In response, it reported that nearly a trillion US dollars are being wasted each year as a result of the inability to properly address the issue. The report stated: “Failure to act will be costly in terms of the health and well-being of those affected, and the financial losses arising from their exclusion from communication, education and employment.” According to the study, one out of every five people in the world suffers from hearing issues.

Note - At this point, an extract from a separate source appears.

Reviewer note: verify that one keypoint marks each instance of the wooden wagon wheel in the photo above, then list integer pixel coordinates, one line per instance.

However, the study cautioned that the number of people with hearing loss could increase to more than 1.5-fold to 2.5 billion in the next three decades, which is up from 1.6 billion in 2019. It added that 700 million of the 2.5 billion population in 2050 will have a severe illness which requires treatment, which is up from 430 million in 2019.
According to the study, demographic and population patterns account for a significant portion of the projected increase. Lack of access to treatment is a major reason behind hearing disorders, which is particularly evident in low-income countries where there are not enough clinicians to treat them. The reason that nearly 80% of people with hearing loss belong to those countries, is because the majority do not receive the assistance they need. According to the report, access to treatment is also unequal even in wealthier countries with better healthcare facilities.
The study recommended a package of initiatives, ranging from noise reduction in public areas to increased vaccinations for diseases that can cause hearing loss, such as meningitis. The report says that hearing loss in children could be avoided in 60% of cases. WHO director-general Tedros Adhanom Ghebreyesus said: “An estimated one trillion US dollars is lost each year due to our collective failure to adequately address hearing loss. While the financial burden is enormous, what cannot be quantified is the distress caused by the loss of communication, education and social interaction that accompanies unaddressed hearing loss.”